Identifying Children with Possible Mental Health Problems
In response to a Member's query regarding signs/indications associated with mental health problems, it was advised that negative experiences and distressing life events could have affected mental health in a way that could have brought about changes in a young person's behaviour (aggressive or oppositional) or emotional state (fearful, withdrawn, low-self esteem, tearful).
Early Identification of Needs
The Director of Education advised that it was important that children were provided with support as soon as a problem emerged, at any point in their life. Helping children and families get earlier support could help children thrive and achieve in schools. Providing early help was more effective in promoting the welfare of children than reacting later.
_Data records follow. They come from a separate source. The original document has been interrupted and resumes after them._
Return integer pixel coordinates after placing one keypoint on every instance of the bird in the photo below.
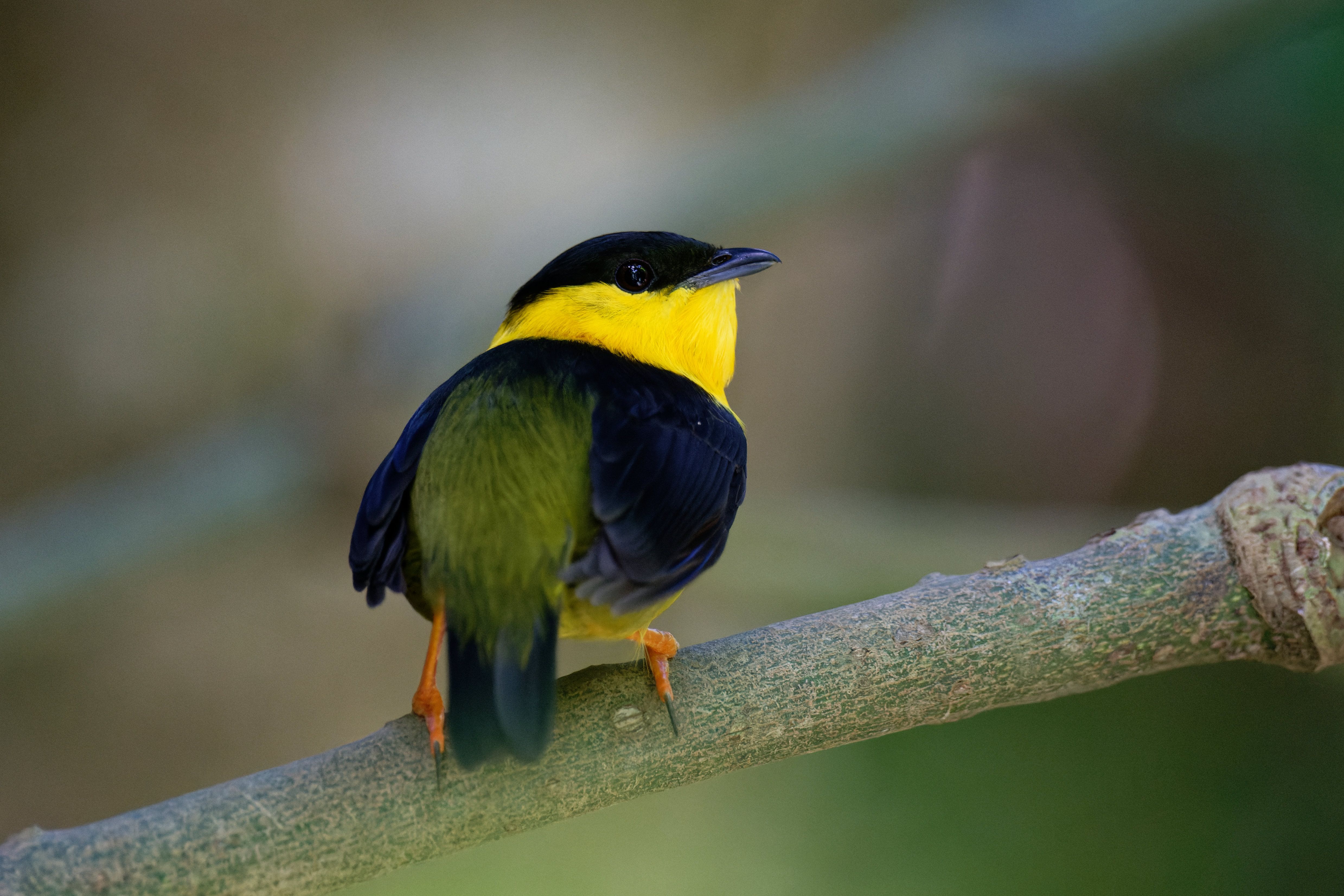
(568, 483)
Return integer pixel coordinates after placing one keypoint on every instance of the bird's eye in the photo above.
(633, 276)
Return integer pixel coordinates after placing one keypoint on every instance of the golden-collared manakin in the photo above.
(569, 483)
The Director of Education explained early intervention was crucial and could be summarised as:
Prevention-creating a safe, calm environment where problems were less likely, equipping pupils to be resilient, including teaching pupils about mental health through the curriculum
Identification-recognising emerging issues as early and accurately as possible
Early support-helping pupils to access evidence based support and interventions
Access to specialist support- working effectively with external agencies to provide swift access or referrals to specialist treatment
The Director of Education advised that the benefits of early identification were widely recognised. Identifying need at the earliest point and then making effective provision improved long-term outcomes for the child or young person.
It was recognised that all those who worked with children and young people had a responsibility to be alert to emerging difficulties and respond early. In particular, when schools suspected a pupil had a mental health problem, a graduated response process (assess-plan-do-review) was required to put support in place. There was a need for schools to have clear systems and processes in place for early intervention and identification, referral to experienced skilled professionals and clear accountability systems.
In response to a Members query regarding early identification of needs, the Director of Education explained that all school staff had a responsibility to identify potential mental health needs through noticing changes in behaviour that might be a result of mental ill health. It was explained that teachers had the ability spot where bad or unusual behaviour could have a root cause that needed addressing. Data was also collected in respect of attendance, behaviour and academic progress and that was another mechanism for staff to identify potential needs. It was commented that schools were aware that there was a requirement to identify needs and provide support at an early stage. Members heard that schools had a responsibility to ensure they made appropriate provision for a childs short-term needs in order to prevent problems escalating.
Where there were long-lasting difficulties and concerns, there was a need for schools to undertake an assessment to determine whether there were any causal factors such as undiagnosed learning difficulties, difficulties with communication or mental health issues. It was highlighted, however, that persistent disruptive or withdrawn behaviours did not necessarily mean that a child or young person had SEN. If it was thought housing, family or other domestic circumstances could be contributing to the presenting behaviour then a multiagency approach, supported by the use of approaches such as the Early Help Assessment, could be appropriate. In all cases, early identification and intervention could significantly reduce the use of more costly intervention at a later stage.
The majority of children with SEN would have their needs met through mainstream education providers. As a result, Members were advised that schools were under a duty to identify and support pupils with SEN and meet their pupils special educational needs.
Access to Health Professionals
Members heard there was an expectation that, when required, parents and pupils would seek and receive support elsewhere, including from their GP, NHS services, trained professionals such as educational psychologists or voluntary organisations. However, where appropriate, schools could encourage the pupil and their parents/carers to speak to their GP or school nurse.
In response to a Members query, it was clarified that schools would not have access to a pupils medical records due to restrictions regarding patient confidentiality. However, it was explained that parents could choose to disclose a childs medical information, which would assist in enabling the school to provide the most appropriate support.
A Member commented that it would be prudent if appropriate measures were put in place to ensure that those parents who sought the advice of health professionals, in respect of their childs mental health, alerted the relevant school. The Director of Education highlighted that school staff spent time building relationships with parents and families to encourage them to inform the school of any problems.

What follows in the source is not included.